Still John Podesta remains close to his brother, so much so that a recent Federal Election Commission donation record mistakenly listed him as a vice president of his brother’s firm.

Tony Podesta’s firm has experienced a business boom since Mr. Obama took office. According to information from the Center for Responsive Politics, the firm’s income went from more than $10 million in 2007 to almost $30 million by 2010. This year, revenue is estimated to be around $20 million.

The Podesta Group is retained by some top businesses and industries that have a lot to gain from favorable government policy, including BP PLC, Wal-Mart, Boeing and Lockheed Martin.

The Obama administration has been skirting the thin line between advising and lobbying, despite the president’s promise to keep lobbyists out of the White House.

“I’m in this race to tell the lobbyists in Washington that their days of setting the agenda are over,” Mr.

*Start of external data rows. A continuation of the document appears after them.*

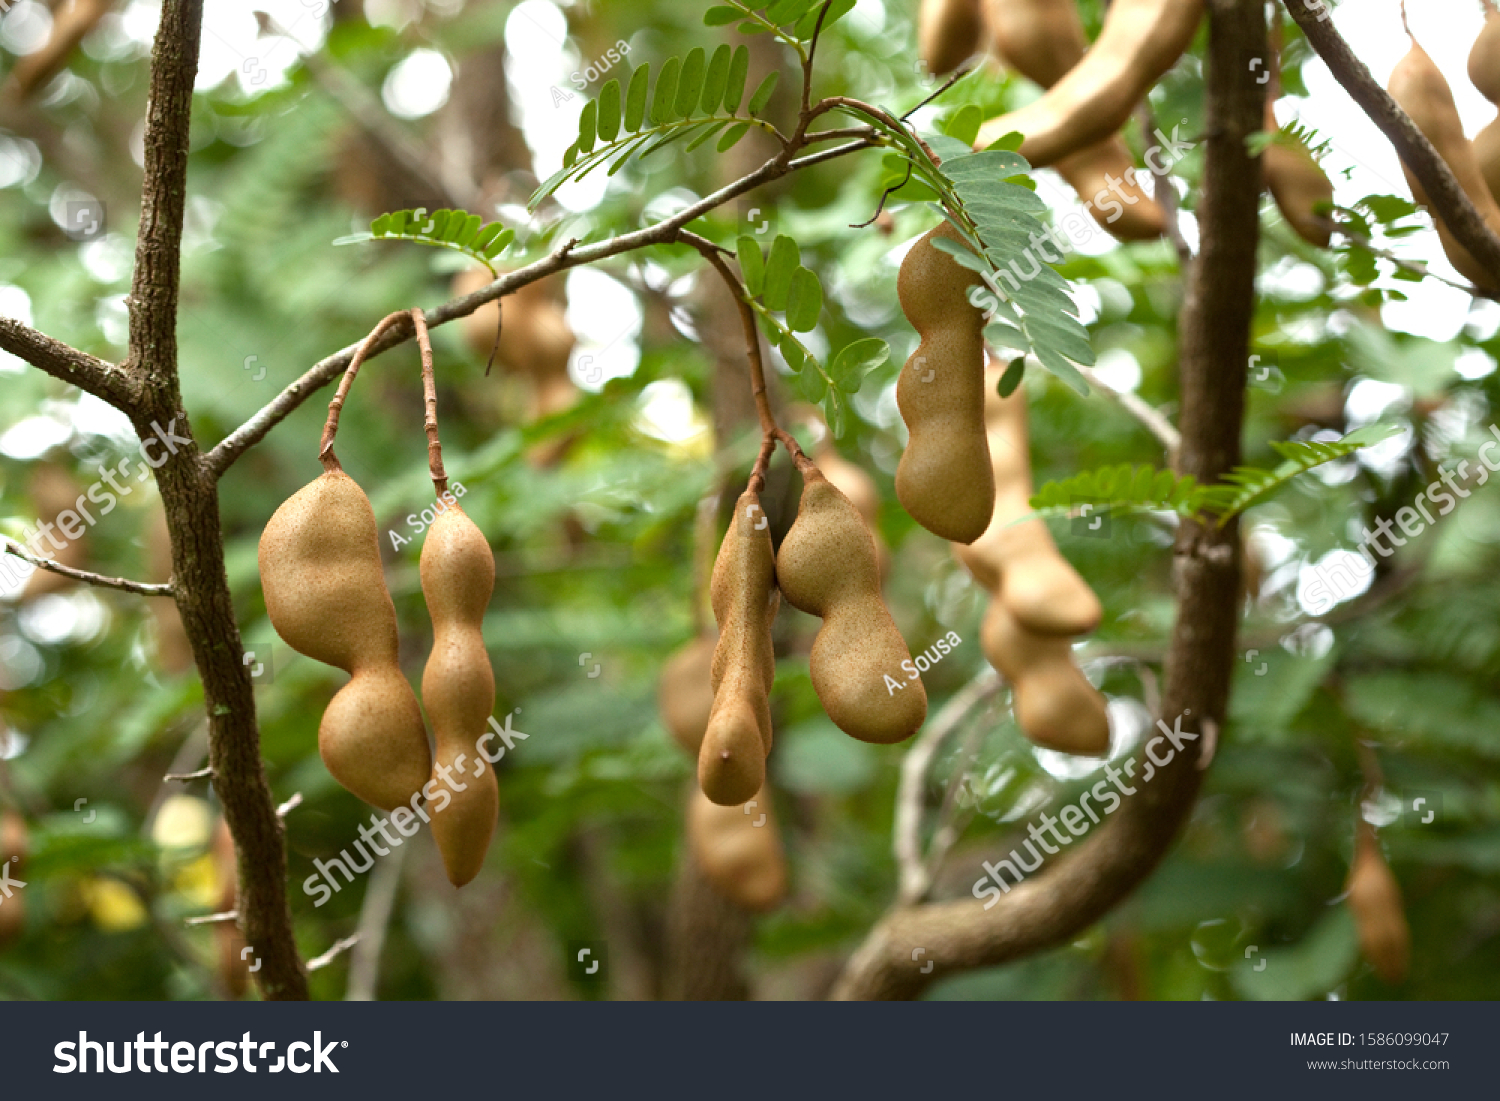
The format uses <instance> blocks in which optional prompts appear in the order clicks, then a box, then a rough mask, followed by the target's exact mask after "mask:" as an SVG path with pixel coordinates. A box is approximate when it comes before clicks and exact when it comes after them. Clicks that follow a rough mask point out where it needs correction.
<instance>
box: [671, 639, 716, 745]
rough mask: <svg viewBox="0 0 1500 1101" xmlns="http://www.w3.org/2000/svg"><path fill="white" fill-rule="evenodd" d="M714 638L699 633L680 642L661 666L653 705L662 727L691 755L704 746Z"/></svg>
mask: <svg viewBox="0 0 1500 1101" xmlns="http://www.w3.org/2000/svg"><path fill="white" fill-rule="evenodd" d="M717 645H718V643H717V640H715V639H712V637H709V636H708V634H699V636H697V637H696V639H693V640H691V642H687V643H684V645H682V646H681V648H679V649H678V651H676V652H673V654H672V657H669V658H667V660H666V664H663V666H661V678H660V679H658V681H657V708H658V709H660V712H661V726H664V727H666V729H667V733H670V735H672V738H673V739H676V744H678V745H681V747H682V748H684V750H687V751H688V753H691V754H693V756H694V757H696V756H697V753H699V750H700V748H702V747H703V732H705V730H706V729H708V717H709V714H712V711H714V649H715V646H717Z"/></svg>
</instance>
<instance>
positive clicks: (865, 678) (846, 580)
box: [775, 469, 927, 744]
mask: <svg viewBox="0 0 1500 1101" xmlns="http://www.w3.org/2000/svg"><path fill="white" fill-rule="evenodd" d="M802 478H804V481H802V499H801V502H799V504H798V508H796V522H795V523H792V529H790V531H787V532H786V538H783V540H781V549H780V552H778V553H777V556H775V573H777V580H778V583H780V586H781V592H783V594H784V595H786V598H787V601H789V603H790V604H792V606H793V607H798V609H801V610H804V612H808V613H810V615H817V616H822V621H823V622H822V627H819V630H817V637H816V639H813V652H811V657H810V658H808V672H810V673H811V678H813V688H814V690H816V691H817V699H819V700H820V702H822V705H823V711H826V712H828V717H829V718H832V720H834V723H835V724H837V726H838V729H840V730H843V732H844V733H847V735H850V736H853V738H858V739H859V741H870V742H876V744H888V742H895V741H901V739H903V738H907V736H910V735H912V733H913V732H915V730H916V729H918V727H919V726H921V724H922V721H924V720H926V718H927V690H926V688H924V687H922V682H921V679H907V676H906V675H903V672H901V664H903V663H909V661H910V660H912V654H910V651H909V649H907V648H906V640H904V639H903V637H901V633H900V631H898V630H897V628H895V621H894V619H891V612H889V610H888V609H886V606H885V601H883V600H882V598H880V571H879V565H877V562H876V556H874V538H873V537H871V535H870V529H868V528H867V526H865V523H864V520H862V519H861V516H859V510H858V508H855V507H853V504H852V502H850V501H849V498H847V496H844V495H843V493H840V492H838V490H837V489H834V487H832V486H831V484H829V483H828V480H826V478H825V477H823V475H822V474H819V472H817V471H816V469H811V471H807V469H804V472H802ZM888 679H891V681H895V682H897V684H898V687H895V688H889V687H888V685H886V681H888Z"/></svg>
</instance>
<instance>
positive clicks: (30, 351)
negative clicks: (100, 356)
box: [0, 318, 139, 413]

Obama said at a 2007 campaign event in Nevada. “They will not work in my White House.”

Upon taking office, Mr. Obama signed an executive order forbidding lobbyists from working in the executive branch and restructuring revolving-door and gift policies. It took watchdogs less than three months to cry foul.

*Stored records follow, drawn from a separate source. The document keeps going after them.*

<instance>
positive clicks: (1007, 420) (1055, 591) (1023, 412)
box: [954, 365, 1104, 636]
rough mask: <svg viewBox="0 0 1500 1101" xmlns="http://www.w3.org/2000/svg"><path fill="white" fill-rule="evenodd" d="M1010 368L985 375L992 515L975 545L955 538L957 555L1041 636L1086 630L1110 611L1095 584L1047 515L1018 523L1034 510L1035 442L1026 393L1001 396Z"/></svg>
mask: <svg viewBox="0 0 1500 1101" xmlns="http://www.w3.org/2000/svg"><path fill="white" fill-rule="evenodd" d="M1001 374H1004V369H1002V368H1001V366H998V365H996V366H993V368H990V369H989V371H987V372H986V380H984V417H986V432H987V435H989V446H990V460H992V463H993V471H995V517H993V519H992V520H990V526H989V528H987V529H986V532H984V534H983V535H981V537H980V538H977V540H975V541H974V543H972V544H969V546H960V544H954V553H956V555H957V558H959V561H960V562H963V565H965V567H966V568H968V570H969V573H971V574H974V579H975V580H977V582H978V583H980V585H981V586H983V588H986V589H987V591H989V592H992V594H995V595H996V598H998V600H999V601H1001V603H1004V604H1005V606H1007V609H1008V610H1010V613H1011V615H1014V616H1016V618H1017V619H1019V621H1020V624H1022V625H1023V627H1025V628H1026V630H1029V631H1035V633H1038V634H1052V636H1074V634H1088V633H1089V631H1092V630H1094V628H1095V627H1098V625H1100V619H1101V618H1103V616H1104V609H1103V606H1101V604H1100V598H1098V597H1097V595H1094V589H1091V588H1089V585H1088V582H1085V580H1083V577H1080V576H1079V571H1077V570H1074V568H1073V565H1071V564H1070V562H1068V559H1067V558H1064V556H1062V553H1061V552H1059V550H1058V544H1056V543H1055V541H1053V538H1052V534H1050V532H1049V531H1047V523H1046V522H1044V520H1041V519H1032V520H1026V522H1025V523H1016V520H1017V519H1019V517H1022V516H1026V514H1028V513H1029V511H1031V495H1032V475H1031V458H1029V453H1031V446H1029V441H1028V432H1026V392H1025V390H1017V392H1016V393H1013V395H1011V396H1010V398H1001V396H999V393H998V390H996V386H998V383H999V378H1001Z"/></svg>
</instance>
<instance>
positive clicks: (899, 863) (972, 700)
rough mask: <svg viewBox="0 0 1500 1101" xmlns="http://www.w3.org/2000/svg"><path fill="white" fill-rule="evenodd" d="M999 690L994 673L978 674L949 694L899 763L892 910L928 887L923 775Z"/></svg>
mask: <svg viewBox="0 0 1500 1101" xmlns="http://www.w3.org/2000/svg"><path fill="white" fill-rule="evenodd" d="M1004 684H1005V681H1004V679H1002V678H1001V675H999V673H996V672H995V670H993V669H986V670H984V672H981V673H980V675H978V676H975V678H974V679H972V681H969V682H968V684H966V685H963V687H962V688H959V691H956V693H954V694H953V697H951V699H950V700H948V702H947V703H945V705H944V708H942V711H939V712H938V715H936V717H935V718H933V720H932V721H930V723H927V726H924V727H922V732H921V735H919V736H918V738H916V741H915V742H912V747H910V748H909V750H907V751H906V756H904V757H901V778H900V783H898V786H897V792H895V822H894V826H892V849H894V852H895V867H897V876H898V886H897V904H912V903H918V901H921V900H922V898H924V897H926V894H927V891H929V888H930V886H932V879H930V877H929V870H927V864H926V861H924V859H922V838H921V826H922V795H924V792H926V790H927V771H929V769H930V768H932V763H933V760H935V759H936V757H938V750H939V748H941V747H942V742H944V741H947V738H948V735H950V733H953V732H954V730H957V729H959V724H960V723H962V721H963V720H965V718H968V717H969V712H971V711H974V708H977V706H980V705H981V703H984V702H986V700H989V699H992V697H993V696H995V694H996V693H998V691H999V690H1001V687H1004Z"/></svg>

The fact-checking website Politifact.com said the administration has made extensive use of waivers allowing former lobbyists to serve.

“The waivers are granted by the Obama administration itself, and are little more than the administration saying a former lobbyist is OK,” the website said. “For a candidate who pledged to conduct business out in the open, there is little transparency about when a waiver is required.”

But Melanie Sloan, executive director of Citizens for Responsibility and Ethics in Washington, said she doesn’t have a problem with Mr. Podesta coming aboard the White House.

“While he certainly has close ties with his brother, Tony Podesta, he seems to have a pretty separate life,” she said. “John has a career dedicated to public service, so moving into the administration when it’s been fumbling and he’s been known for his competence makes sense.”

The White House did not return calls for comment. They did announce that Mr. Podesta would not be advising the president on the Keystone pipeline, but not because of any concerns about lobbying. Mr. Podesta has publicly stated his opposition to the project and decided that only impartial people should advise the president, said Joshua Earnest, a White House spokesman.

Senate Minority Leader Mitch McConnell, Kentucky Republican, said that regardless of who joins the White House, no one can fix the administration.

“The issue [Obama] wanted to be most associated with is a failure, and no amount of shifting the chairs around on the Titanic is going to solve that problem,” Mr. McConnell told reporters Tuesday.

Mr. Podesta has been an unofficial adviser to the president for some time, Ms. Sloan said.

According to visitor logs posted by the White House, Mr. Podesta has visited the executive mansion almost 130 times since 2009, though there could be a second individual named ’John Podesta’ who also visited.

Mr. Podesta has long been a staunch Democratic supporter. After leaving the Clinton White House, he founded the Center for American Progress in 2003, a prominent liberal think tank.

It was there where he dabbled in lobbying himself, working for the Center for American Progress Action Fund, a sister organization. Mr. Podesta was last listed on government records as a lobbyist in 2006.

He also has donated some of his own money to the cause, giving about $10,000 to Democratic candidates over the past four years.